Sementara yang tidak memenuhi nilai ambang batas dipastikan tidak melaju ke seleksi kompetensi bidang (SKB). TWK mencakup hal nasionalisme, integritas, bela negara, pilar negara, dan bahasa negara. Sementara TIU mengarah ke kemampuan verbal, kemampuan numerik, dan kemampuan figural. Terakhir TKP terkait pelayanan publik, jejaring kerja, sosial budaya, teknologi informasi dan komunikasi, profesionalisme, dan anti radikalisme.

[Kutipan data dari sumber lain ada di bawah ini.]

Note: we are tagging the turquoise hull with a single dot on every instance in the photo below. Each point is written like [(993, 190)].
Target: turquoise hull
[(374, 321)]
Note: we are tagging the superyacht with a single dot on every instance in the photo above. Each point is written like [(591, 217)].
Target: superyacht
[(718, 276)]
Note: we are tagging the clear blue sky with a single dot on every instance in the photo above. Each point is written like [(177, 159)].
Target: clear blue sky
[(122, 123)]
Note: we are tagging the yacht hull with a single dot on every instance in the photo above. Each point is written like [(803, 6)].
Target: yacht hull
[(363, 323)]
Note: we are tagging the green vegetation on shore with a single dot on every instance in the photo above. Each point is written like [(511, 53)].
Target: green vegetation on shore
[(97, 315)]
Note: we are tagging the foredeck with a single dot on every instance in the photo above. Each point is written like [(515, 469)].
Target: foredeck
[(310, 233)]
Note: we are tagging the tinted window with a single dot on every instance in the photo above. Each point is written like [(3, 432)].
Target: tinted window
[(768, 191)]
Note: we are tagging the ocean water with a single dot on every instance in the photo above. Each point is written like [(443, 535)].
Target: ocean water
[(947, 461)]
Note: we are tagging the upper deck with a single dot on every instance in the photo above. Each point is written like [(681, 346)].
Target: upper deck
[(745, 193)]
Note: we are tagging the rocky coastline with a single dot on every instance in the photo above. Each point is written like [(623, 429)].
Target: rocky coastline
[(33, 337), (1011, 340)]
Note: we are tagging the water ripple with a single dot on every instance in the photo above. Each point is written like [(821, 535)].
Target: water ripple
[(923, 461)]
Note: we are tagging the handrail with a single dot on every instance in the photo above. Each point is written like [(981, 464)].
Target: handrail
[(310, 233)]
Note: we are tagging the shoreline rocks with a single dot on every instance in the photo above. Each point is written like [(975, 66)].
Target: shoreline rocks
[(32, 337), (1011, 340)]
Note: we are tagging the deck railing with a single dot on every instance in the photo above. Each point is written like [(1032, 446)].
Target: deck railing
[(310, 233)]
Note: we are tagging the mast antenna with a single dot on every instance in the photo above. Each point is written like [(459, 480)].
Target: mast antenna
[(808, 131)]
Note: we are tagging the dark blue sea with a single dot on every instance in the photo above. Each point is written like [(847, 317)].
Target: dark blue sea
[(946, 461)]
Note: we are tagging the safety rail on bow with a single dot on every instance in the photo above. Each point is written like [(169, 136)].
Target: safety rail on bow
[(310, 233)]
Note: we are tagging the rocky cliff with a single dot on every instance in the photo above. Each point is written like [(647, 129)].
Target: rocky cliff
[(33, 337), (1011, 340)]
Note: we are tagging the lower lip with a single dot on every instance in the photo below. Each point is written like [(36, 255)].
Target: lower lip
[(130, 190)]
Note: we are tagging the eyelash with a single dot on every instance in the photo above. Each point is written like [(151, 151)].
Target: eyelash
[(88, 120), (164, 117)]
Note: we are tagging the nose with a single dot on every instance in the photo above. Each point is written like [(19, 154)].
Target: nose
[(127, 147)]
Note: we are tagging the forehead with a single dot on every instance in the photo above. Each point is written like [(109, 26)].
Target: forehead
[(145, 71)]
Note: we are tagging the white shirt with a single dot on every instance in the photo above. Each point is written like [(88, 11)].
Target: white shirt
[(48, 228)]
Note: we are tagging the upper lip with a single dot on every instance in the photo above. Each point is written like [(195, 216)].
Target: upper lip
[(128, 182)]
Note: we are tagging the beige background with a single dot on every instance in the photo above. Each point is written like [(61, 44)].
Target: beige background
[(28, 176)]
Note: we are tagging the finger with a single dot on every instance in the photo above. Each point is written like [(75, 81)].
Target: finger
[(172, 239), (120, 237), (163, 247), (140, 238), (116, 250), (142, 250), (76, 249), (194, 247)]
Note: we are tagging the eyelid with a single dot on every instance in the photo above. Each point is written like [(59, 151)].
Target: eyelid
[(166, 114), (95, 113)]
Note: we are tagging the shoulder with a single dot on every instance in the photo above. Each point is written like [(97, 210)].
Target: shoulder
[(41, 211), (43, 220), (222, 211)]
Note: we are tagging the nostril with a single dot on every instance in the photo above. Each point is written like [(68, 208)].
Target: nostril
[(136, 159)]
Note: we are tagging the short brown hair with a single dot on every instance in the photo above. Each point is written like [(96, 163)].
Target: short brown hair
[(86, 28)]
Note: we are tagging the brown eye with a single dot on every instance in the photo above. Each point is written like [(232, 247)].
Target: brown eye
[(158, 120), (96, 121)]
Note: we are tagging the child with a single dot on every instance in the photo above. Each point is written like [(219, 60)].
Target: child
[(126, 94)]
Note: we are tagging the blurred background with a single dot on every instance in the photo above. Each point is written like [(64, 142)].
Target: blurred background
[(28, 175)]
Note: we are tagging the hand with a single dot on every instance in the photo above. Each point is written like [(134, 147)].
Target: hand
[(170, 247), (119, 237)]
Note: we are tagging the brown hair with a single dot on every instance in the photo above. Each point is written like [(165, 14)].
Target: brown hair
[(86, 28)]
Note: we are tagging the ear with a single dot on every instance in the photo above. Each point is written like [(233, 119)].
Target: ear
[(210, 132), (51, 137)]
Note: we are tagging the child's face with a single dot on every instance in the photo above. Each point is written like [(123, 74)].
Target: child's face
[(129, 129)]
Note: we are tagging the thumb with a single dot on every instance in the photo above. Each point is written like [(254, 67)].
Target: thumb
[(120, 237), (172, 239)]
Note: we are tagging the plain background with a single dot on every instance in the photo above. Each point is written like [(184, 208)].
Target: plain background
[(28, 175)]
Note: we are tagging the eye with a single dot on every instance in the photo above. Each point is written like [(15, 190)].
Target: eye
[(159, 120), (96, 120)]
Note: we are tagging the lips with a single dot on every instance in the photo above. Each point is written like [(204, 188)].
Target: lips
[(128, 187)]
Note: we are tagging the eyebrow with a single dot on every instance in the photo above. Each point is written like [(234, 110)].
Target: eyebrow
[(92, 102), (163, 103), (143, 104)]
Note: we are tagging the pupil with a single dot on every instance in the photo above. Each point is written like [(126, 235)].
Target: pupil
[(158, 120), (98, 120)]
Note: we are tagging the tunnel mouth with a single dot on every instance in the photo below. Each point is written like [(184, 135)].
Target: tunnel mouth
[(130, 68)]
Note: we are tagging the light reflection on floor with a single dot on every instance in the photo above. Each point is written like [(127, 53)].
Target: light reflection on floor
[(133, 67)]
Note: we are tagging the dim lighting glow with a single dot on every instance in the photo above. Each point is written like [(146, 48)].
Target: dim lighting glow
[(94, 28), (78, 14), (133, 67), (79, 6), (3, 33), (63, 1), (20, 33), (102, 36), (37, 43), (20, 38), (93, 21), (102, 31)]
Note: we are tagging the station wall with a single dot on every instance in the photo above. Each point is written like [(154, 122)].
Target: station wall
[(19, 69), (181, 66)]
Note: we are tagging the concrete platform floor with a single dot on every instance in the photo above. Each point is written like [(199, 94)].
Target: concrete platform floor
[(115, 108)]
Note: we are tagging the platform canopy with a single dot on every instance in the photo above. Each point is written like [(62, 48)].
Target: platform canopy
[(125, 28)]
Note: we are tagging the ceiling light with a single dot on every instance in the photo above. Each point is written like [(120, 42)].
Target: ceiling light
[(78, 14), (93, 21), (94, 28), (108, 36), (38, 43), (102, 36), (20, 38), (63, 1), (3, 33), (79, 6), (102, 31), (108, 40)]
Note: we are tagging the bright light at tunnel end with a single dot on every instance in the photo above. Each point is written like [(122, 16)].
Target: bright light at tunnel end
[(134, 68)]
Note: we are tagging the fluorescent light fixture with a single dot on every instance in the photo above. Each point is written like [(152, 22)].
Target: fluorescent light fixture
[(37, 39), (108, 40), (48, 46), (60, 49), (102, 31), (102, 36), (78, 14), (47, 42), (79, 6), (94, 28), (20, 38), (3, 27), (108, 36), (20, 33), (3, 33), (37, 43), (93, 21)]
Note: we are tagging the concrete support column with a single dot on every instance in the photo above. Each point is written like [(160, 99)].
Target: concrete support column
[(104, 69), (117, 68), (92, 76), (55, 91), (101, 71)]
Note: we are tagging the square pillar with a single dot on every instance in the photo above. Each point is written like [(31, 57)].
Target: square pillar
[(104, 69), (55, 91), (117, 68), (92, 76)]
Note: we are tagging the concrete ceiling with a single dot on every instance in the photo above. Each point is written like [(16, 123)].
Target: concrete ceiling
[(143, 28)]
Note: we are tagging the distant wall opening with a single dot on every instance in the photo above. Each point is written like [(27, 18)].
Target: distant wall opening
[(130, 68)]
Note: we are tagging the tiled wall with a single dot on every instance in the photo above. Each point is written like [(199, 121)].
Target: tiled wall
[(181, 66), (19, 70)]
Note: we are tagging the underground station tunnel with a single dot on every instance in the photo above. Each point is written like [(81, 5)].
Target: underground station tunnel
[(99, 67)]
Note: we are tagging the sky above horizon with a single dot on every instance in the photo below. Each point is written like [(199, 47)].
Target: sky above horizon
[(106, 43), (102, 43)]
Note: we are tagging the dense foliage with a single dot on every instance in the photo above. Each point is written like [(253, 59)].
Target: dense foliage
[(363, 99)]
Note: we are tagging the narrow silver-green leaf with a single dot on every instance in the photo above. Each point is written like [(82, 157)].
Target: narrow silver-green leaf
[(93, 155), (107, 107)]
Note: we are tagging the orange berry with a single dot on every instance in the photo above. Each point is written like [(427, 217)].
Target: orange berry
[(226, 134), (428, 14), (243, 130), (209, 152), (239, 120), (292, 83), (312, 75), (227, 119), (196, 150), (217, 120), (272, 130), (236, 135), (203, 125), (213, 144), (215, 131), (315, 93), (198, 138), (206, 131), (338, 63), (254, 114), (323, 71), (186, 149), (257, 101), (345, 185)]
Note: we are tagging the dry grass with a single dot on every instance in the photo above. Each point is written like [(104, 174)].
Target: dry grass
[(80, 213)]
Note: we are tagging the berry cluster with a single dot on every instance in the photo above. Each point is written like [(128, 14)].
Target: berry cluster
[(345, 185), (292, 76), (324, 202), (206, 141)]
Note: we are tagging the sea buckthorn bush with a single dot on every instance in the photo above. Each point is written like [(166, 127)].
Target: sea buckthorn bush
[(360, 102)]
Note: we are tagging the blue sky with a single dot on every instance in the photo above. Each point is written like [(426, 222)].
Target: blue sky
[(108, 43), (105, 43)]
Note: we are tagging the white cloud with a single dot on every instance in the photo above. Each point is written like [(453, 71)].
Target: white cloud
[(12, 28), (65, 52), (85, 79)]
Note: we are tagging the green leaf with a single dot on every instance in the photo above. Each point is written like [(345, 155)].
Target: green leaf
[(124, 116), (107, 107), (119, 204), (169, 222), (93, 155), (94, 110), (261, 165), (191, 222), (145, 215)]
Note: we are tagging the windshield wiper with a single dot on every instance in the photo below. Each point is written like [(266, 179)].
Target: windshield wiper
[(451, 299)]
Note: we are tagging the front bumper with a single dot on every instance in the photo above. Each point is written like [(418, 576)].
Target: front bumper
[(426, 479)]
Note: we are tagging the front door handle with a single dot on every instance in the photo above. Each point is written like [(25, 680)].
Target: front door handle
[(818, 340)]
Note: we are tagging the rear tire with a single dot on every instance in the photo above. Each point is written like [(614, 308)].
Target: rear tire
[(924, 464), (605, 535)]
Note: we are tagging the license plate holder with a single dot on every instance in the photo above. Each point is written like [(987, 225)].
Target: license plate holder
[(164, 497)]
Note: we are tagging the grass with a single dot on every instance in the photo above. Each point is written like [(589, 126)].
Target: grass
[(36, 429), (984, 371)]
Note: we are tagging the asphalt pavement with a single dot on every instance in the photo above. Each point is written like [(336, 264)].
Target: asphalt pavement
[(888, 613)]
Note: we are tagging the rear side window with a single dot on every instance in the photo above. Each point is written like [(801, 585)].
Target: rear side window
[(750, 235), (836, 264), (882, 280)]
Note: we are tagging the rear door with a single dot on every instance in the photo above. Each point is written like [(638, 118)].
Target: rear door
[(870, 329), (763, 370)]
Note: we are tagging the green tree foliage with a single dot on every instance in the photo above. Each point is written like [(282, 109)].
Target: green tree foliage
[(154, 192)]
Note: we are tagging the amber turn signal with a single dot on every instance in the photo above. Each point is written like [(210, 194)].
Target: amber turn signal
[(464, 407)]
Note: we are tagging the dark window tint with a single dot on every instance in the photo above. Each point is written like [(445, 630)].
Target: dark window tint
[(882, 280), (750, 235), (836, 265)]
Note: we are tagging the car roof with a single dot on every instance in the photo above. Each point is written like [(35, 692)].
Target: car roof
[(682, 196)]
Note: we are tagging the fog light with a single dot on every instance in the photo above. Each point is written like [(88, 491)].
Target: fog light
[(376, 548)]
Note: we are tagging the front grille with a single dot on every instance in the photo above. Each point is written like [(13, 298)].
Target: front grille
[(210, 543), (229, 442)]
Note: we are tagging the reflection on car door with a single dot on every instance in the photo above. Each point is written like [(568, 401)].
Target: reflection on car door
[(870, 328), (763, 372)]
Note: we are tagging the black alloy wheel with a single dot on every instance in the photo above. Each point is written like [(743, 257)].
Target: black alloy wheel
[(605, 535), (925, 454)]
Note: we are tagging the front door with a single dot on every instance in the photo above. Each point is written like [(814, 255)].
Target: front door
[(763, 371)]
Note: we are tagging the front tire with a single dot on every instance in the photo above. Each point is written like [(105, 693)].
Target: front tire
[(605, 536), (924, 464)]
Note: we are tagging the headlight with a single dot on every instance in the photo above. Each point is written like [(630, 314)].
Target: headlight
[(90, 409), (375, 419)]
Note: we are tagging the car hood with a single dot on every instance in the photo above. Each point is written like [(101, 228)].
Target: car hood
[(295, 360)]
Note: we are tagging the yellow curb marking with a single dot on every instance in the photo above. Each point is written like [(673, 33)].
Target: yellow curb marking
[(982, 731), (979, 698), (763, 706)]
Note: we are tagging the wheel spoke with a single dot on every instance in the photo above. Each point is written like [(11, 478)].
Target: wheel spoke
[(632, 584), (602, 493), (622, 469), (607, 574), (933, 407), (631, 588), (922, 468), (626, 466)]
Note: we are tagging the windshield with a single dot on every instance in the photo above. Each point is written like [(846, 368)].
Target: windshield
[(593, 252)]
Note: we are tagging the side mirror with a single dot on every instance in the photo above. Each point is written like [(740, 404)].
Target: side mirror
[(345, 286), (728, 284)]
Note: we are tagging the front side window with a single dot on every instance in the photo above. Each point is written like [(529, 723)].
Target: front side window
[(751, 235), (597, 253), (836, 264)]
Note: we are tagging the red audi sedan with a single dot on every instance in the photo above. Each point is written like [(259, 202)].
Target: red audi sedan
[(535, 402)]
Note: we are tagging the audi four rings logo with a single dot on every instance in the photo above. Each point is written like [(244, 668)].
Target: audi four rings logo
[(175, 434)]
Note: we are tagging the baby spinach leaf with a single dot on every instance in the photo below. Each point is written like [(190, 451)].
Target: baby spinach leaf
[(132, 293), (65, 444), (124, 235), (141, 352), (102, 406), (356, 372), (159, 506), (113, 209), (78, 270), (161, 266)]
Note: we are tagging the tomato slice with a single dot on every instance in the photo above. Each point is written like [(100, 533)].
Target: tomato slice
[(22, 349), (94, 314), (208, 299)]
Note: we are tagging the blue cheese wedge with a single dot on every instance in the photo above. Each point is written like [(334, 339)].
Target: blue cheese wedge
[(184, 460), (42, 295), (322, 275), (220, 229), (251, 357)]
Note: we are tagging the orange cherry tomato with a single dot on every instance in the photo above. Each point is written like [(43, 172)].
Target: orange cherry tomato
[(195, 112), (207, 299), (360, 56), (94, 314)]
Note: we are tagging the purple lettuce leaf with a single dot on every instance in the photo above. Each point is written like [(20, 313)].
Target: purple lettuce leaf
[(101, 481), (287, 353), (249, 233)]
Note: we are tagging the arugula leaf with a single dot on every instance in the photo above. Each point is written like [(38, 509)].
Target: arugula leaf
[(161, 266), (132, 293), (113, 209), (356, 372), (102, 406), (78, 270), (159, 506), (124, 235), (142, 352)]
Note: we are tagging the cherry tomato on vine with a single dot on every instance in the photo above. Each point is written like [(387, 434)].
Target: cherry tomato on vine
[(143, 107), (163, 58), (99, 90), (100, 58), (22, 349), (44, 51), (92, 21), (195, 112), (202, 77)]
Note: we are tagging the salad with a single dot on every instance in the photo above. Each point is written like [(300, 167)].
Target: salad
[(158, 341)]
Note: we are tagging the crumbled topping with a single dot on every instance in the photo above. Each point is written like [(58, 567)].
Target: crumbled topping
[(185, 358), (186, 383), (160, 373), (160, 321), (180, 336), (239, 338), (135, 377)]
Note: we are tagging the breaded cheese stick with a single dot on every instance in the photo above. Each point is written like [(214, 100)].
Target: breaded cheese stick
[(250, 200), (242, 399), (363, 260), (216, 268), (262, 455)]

Namun dipastikan lima peserta CPNS tidak akan mengikuti ujian SKD. Mereka justru memakai nilai SKD pada CPNS tahun lalu. Lima peserta itu yakni Ahmad Naufal Athaya, Wihelmina Catherina Sabatini, Reza Arya Teguh, Arvita Fajar Sholecha, dan Shinta Agustina Sitinjak.
“Ini merupakan keputusan dari BKN. Bisa menggunakan nilai SKD di penerimaan tahun lalu,” ucapnya.
Regulasi terkait itu tertuang dalam Peraturan Menteri Pendayagunaan Aparatur Negara dan Reformasi Birokrasi 6/2024 dan Keputusan Menteri Pendayagunaan Aparatur Negara dan Reformasi Birokrasi Nomor 344 Tahun 2024.
Nantinya seluruh peserta akan melaju ke SKB jika dinyatakan lulus dalam SKD. Kemudian termasuk dalam tiga kali jumlah kebutuhan jabatan. Setelah memenuhi nilai ambang batas pada jenis penetapan kebutuhan yang dilamar dan berperingkat terbaik.
Dalam hal terdapat pelamar yang memperoleh nilai SKD sama dan berada pada batas tiga kali jumlah kebutuhan jabatan, penentuan kelulusan SKD secara berurutan. Mulai dari nilai TKP, TIU, dan TWK. “Dalam hal nilai sebagaimana dimaksud masih sama dan berada pada batas tiga kali jumlah kebutuhan jabatan, terhadap pelamar diikutkan SKB,” tutur dia.
Diketahui, nilai SKD ini berlaku sampai dengan seleksi pengadaan PNS satu periode berikutnya.